Tuesday, December 07, 2010

No Bank Will Ever Finance This

I ride home over the Hawthorne Bridge, sometimes in a whipping rain, sometimes under a calm moon, and serpents of light swim beneath me on the water: red, amber, green, blue, wriggling at different harmonics, depending on the wind and the uneasiness of the river, but all of them, always, swimming upstream, trying to find their way up the Willamette to Eugene, I suppose, where I was spawned. Light, sky, water.

My mind returns to the river and the sky, working with them again and again, like those little puzzle-toys of wood and wire. What happens if you solve them? Do they come apart? If so, can you put them together again?

A friend asked how I was doing, and I answered: sometimes I feel like I'm carrying a tray of glasses someone filled to the brim with grief, & I have nowhere to put it down.

It's tedious, I know: I remain tethered like one of those cold dogs you see waiting outside a supermarket, shivering and shifting on its paws. Sometimes the temptation to do something is very strong. But I think my job right now is to wait.



A Latina woman raking leaves, her pit bull gamboling beside her at the chain link fence: a quick bright animal with an enormous broad head. He had a friendly aspect, but I didn't reach out over the fence to pat him. She told us the place had been empty for years, except for raccoons and rats. She didn't know the story. She warmed to us as she talked, and we warmed to her.

The place was full of abandoned stuff. Little House on the Prairie books. Mildew. Cardboard boxes half-packed. We found a trapdoor in a closet, which dropped down into a cellar -- a hole dug in the dirt -- about six feet square and not high enough to stand in: ghostly canning jars on a shelf drifted with dirt and dust. A fresh, gleaming pile of raccoon scat on the floor: apparently on hearing our approach, someone had hurriedly lightened ship and put to sea.

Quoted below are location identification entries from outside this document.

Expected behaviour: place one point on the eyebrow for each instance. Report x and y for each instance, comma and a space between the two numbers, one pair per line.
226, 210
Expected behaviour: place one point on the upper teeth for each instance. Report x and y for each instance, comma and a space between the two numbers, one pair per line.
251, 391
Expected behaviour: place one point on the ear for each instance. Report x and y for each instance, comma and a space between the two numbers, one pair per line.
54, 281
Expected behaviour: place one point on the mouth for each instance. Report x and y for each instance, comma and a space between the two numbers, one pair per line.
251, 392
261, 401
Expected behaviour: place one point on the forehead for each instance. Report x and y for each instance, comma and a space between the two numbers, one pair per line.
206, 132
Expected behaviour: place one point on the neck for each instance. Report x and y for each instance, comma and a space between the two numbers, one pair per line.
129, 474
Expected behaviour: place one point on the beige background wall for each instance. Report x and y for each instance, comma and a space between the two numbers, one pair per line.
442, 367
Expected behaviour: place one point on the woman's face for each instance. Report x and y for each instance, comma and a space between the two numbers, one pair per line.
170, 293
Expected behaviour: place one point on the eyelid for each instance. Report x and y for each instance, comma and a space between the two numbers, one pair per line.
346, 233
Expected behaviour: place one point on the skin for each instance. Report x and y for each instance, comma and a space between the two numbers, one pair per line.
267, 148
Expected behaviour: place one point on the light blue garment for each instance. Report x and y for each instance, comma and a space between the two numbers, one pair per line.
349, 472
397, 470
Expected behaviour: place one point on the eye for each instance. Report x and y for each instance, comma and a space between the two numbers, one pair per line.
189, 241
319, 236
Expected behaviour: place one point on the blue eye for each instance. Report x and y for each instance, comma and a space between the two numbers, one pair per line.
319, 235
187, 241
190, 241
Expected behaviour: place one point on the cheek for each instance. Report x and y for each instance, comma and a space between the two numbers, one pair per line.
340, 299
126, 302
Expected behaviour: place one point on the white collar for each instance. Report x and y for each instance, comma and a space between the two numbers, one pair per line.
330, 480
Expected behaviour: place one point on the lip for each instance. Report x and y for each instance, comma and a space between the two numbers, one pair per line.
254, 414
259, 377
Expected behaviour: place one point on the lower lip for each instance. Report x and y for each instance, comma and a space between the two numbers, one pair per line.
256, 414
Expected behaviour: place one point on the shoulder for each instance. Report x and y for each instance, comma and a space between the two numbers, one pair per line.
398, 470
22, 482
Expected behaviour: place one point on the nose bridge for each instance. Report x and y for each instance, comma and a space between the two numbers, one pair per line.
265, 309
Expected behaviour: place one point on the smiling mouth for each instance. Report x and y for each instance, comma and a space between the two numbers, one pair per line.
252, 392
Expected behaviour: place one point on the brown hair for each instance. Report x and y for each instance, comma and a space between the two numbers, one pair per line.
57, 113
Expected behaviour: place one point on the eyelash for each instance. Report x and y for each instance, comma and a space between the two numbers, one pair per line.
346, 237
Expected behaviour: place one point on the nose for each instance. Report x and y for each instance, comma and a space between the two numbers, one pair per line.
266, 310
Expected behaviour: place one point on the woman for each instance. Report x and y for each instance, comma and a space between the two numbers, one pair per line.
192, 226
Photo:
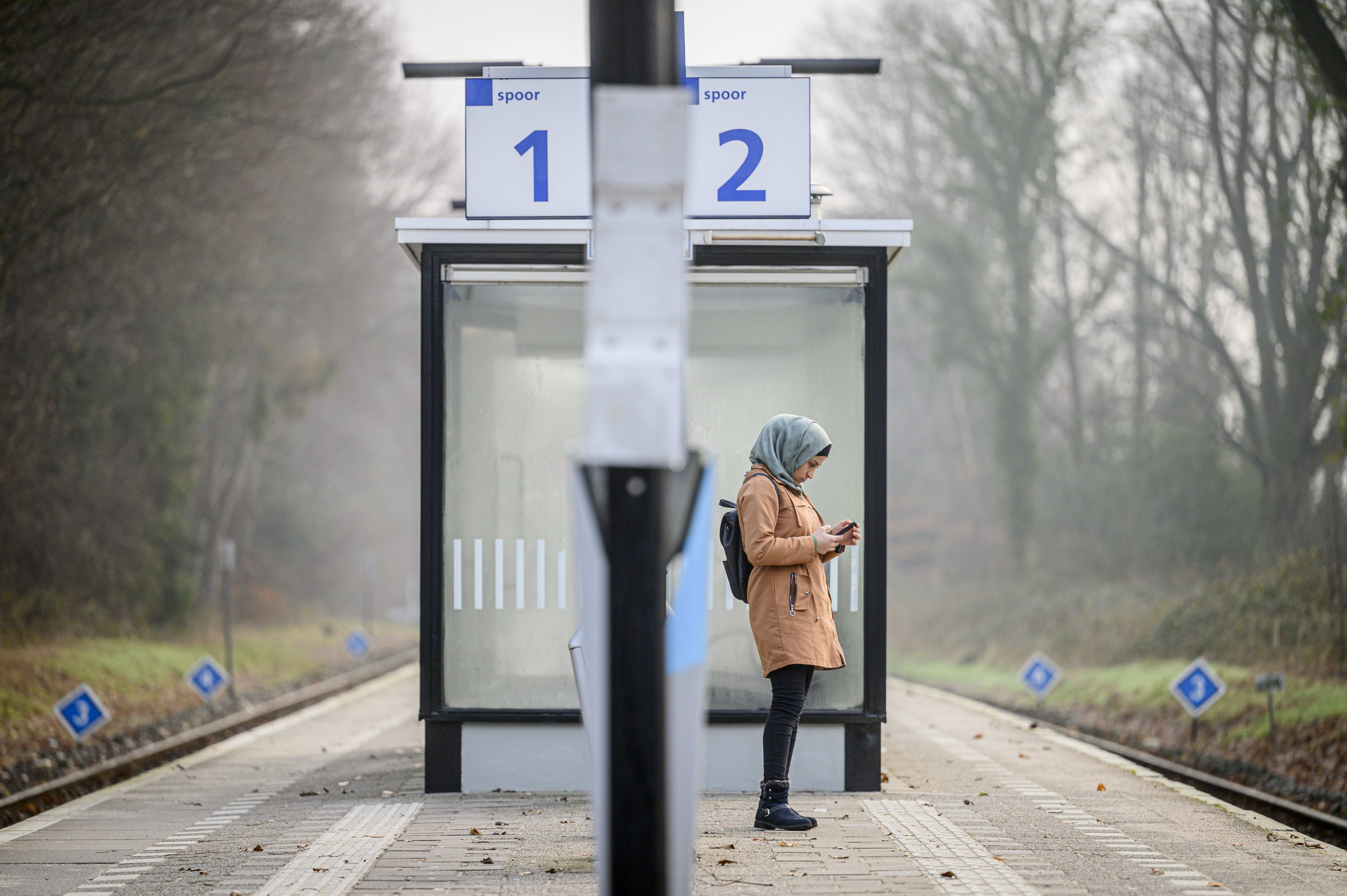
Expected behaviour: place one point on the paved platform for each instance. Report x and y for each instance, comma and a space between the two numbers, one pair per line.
329, 802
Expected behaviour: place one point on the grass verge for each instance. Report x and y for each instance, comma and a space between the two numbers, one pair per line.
1131, 704
142, 683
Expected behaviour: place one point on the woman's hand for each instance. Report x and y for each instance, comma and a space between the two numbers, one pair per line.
827, 542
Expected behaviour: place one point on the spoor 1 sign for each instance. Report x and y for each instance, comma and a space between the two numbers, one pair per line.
748, 149
529, 147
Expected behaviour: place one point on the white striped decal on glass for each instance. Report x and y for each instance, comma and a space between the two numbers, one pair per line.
500, 574
458, 574
561, 580
542, 574
856, 579
477, 573
519, 574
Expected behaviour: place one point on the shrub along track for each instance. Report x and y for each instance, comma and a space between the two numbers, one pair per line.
61, 790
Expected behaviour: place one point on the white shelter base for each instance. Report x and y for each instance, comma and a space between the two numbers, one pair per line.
554, 756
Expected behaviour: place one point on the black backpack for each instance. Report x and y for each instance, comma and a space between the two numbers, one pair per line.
737, 566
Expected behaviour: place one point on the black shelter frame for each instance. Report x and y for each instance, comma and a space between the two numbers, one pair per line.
444, 724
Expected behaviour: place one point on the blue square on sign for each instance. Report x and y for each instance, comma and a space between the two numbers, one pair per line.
81, 712
207, 678
357, 643
477, 92
1198, 688
1040, 675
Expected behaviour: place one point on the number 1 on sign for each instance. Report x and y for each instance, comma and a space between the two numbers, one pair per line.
538, 143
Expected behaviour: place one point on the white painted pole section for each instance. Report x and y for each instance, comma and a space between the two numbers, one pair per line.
856, 579
636, 305
477, 573
833, 582
542, 574
561, 580
710, 579
500, 574
458, 574
519, 574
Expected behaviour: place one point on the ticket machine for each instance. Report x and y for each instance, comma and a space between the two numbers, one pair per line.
789, 315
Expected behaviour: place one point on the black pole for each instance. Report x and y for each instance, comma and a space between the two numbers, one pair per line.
636, 681
227, 607
632, 42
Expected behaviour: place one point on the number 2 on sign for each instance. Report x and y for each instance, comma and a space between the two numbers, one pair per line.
538, 143
731, 192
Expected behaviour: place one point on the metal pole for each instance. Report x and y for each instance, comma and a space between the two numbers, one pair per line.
227, 608
635, 345
367, 603
1272, 728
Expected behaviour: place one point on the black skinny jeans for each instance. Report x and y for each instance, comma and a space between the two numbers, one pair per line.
790, 688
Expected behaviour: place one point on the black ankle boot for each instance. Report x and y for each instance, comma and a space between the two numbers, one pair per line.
774, 814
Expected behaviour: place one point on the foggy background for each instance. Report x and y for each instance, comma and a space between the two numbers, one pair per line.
1116, 386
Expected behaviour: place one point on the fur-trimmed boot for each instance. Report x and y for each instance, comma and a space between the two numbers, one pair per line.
774, 813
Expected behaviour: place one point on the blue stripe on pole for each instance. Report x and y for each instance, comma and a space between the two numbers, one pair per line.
685, 631
477, 92
681, 43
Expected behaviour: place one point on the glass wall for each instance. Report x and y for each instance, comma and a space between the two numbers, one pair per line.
514, 403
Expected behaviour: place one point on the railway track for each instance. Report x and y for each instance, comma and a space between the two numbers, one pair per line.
1321, 825
68, 787
1331, 829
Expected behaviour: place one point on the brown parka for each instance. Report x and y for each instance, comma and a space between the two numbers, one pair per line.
776, 523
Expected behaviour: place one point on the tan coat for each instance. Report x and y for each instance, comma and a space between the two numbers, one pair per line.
776, 523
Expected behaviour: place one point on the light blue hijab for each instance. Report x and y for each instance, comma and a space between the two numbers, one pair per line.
786, 444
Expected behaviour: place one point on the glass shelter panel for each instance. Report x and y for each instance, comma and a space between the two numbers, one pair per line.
514, 405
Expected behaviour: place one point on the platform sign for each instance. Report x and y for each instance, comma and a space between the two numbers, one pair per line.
81, 712
207, 678
748, 149
1198, 688
357, 642
529, 147
1040, 675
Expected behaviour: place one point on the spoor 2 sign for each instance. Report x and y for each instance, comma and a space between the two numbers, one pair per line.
748, 149
529, 149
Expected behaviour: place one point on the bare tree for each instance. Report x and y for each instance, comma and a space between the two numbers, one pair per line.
968, 136
1248, 247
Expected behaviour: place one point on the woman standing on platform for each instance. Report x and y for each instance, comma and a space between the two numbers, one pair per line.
790, 607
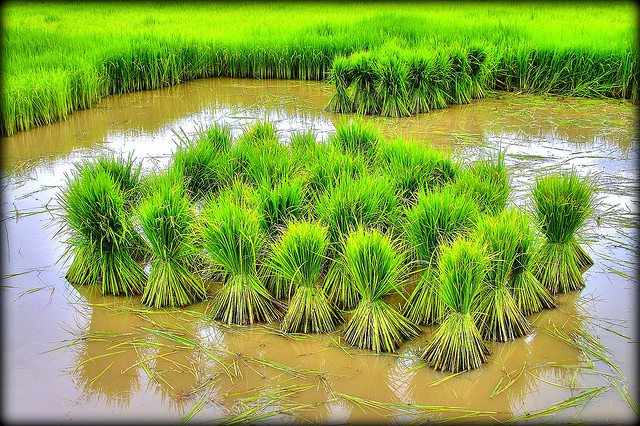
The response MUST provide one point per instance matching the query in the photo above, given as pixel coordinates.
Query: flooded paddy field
(73, 354)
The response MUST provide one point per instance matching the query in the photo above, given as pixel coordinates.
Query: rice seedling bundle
(487, 183)
(233, 238)
(457, 344)
(298, 256)
(375, 266)
(562, 202)
(437, 218)
(169, 224)
(530, 295)
(414, 167)
(499, 318)
(101, 235)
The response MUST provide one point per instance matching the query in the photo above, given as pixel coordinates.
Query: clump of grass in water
(414, 167)
(487, 183)
(356, 137)
(233, 237)
(437, 218)
(298, 256)
(203, 161)
(457, 344)
(530, 295)
(375, 266)
(561, 204)
(499, 318)
(101, 234)
(168, 223)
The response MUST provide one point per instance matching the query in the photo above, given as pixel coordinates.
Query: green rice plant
(365, 79)
(436, 219)
(169, 224)
(341, 77)
(499, 318)
(297, 256)
(369, 201)
(457, 344)
(392, 93)
(356, 137)
(426, 83)
(374, 264)
(530, 295)
(413, 166)
(233, 238)
(283, 202)
(562, 202)
(203, 162)
(487, 183)
(101, 234)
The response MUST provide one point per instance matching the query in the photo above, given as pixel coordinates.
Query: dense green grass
(61, 57)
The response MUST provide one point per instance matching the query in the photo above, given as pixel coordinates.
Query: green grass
(374, 265)
(101, 237)
(298, 256)
(64, 57)
(562, 202)
(169, 225)
(457, 344)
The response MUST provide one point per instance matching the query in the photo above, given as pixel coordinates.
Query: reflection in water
(122, 366)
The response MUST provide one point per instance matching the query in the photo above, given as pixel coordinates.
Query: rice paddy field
(409, 214)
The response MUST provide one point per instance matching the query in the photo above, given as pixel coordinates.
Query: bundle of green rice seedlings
(205, 166)
(356, 137)
(101, 235)
(125, 172)
(562, 202)
(297, 256)
(423, 74)
(341, 76)
(436, 219)
(325, 164)
(393, 96)
(487, 183)
(375, 265)
(457, 344)
(499, 318)
(530, 295)
(233, 238)
(413, 167)
(365, 80)
(218, 136)
(283, 202)
(460, 82)
(169, 225)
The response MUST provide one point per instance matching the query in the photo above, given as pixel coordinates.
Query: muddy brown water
(72, 354)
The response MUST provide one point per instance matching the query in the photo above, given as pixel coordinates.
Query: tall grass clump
(297, 256)
(562, 202)
(375, 265)
(437, 218)
(414, 167)
(499, 318)
(356, 137)
(487, 182)
(457, 344)
(530, 295)
(169, 225)
(233, 240)
(203, 162)
(101, 234)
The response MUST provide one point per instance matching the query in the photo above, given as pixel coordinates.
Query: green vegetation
(562, 202)
(101, 238)
(168, 223)
(64, 57)
(326, 232)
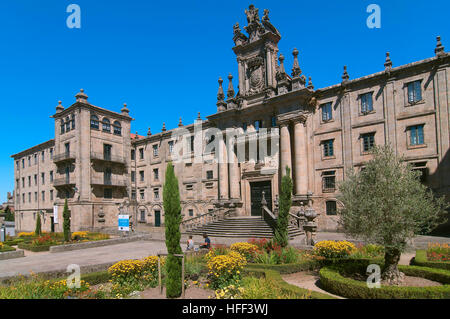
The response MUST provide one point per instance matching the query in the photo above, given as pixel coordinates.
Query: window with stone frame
(366, 101)
(416, 136)
(107, 193)
(328, 150)
(327, 112)
(368, 141)
(414, 91)
(331, 208)
(329, 181)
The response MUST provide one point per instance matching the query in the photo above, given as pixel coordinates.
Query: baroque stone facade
(102, 169)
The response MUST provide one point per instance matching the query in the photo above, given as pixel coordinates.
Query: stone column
(223, 170)
(234, 173)
(301, 160)
(285, 148)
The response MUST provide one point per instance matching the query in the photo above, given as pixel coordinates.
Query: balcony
(66, 156)
(104, 157)
(63, 181)
(115, 181)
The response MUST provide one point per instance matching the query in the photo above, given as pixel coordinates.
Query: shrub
(333, 280)
(334, 249)
(421, 260)
(245, 249)
(438, 252)
(224, 270)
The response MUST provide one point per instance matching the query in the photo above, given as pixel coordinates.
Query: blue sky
(163, 58)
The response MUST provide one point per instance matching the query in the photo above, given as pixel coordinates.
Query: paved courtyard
(53, 262)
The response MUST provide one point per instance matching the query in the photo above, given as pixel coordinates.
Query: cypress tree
(66, 223)
(281, 231)
(172, 213)
(38, 230)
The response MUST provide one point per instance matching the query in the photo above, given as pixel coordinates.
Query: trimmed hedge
(29, 246)
(422, 260)
(332, 280)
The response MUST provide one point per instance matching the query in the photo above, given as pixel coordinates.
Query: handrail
(206, 218)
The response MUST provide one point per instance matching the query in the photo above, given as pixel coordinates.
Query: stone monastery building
(102, 169)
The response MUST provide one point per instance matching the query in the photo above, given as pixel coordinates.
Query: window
(329, 181)
(273, 121)
(331, 207)
(368, 141)
(327, 114)
(421, 167)
(416, 135)
(366, 103)
(328, 148)
(94, 121)
(414, 91)
(258, 125)
(106, 125)
(117, 128)
(107, 193)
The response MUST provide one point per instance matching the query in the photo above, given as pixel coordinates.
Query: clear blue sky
(163, 58)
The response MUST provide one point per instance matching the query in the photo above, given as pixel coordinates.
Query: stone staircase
(241, 227)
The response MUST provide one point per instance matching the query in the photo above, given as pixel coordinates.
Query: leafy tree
(281, 231)
(172, 211)
(386, 204)
(66, 222)
(9, 215)
(38, 230)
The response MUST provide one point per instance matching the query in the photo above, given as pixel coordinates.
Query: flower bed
(421, 260)
(333, 280)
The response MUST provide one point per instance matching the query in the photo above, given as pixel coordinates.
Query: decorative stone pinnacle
(345, 76)
(220, 94)
(388, 62)
(81, 96)
(281, 59)
(230, 92)
(296, 71)
(125, 110)
(59, 107)
(439, 50)
(310, 85)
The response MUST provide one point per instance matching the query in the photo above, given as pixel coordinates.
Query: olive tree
(386, 204)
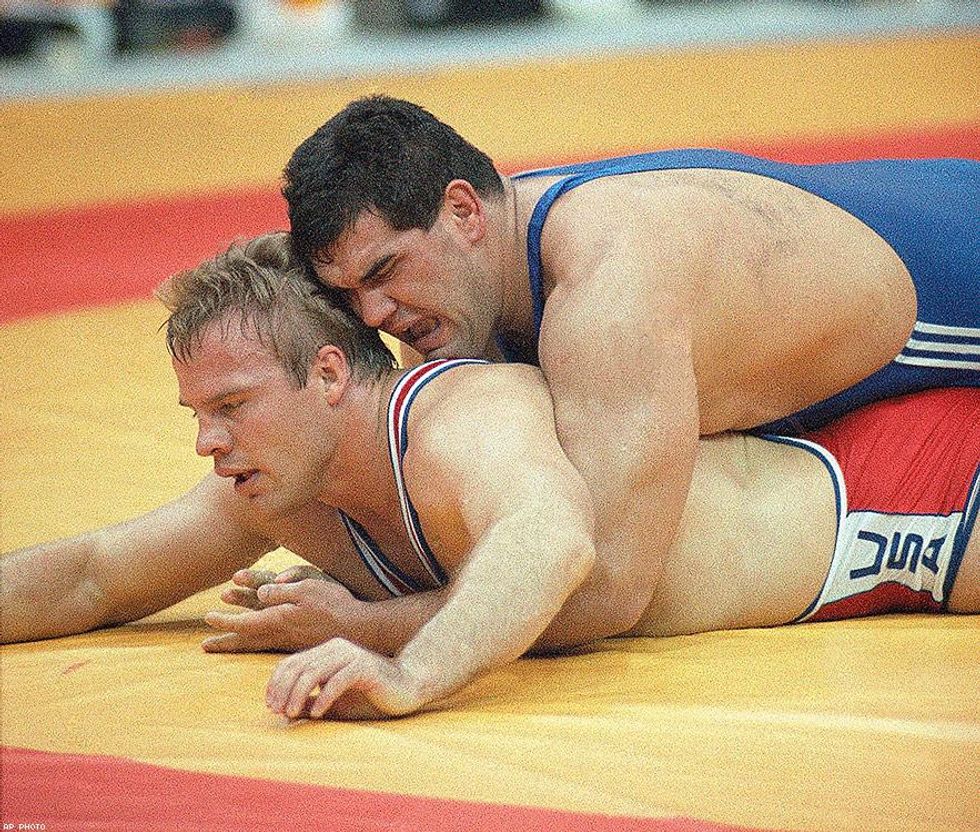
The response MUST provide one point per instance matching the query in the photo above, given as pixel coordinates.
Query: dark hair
(257, 285)
(380, 154)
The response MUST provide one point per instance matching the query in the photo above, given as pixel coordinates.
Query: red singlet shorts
(906, 473)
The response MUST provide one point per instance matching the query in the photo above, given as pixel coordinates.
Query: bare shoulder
(668, 213)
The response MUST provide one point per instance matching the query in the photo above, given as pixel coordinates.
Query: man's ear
(332, 370)
(464, 207)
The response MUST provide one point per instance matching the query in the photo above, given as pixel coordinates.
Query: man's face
(268, 436)
(427, 288)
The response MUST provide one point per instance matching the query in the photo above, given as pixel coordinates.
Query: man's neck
(509, 220)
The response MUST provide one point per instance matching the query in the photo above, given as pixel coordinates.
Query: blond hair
(258, 285)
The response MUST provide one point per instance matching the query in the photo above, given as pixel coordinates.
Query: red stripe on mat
(101, 255)
(75, 792)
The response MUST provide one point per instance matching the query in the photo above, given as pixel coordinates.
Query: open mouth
(244, 477)
(422, 335)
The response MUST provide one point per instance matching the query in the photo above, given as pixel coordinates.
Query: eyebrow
(226, 394)
(379, 264)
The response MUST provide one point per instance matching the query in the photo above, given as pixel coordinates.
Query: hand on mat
(350, 683)
(246, 581)
(289, 616)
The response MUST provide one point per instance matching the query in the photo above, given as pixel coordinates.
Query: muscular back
(792, 299)
(755, 541)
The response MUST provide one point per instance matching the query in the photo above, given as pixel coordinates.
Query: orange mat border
(76, 792)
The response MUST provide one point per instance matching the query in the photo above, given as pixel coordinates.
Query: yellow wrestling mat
(870, 725)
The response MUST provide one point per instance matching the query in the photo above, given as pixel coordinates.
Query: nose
(212, 439)
(373, 306)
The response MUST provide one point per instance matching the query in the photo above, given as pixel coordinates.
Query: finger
(300, 572)
(281, 682)
(225, 643)
(299, 696)
(241, 597)
(271, 594)
(253, 578)
(343, 681)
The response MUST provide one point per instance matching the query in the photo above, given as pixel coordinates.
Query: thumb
(300, 572)
(270, 594)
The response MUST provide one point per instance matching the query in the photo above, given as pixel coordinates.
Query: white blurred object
(300, 23)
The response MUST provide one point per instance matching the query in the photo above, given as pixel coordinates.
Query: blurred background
(138, 136)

Could people live in it, or even camp in it while they built the real house out back? We weren't sure. It was on what they call a flag lot, almost double-sized -- in the center of the block, in back of everyone else's back yard. There were some dead and dying trees that would have to be taken down, but others that were vigorous. Holes in a bank of earth out back that I took to be rat dwellings. The realtor, who treated us warily -- probably taking our interest in the place as evidence of mental instability -- viewed it with undiguised horror. “One thing I can tell you,” he said, with admirable frankness, “no bank will ever finance this.”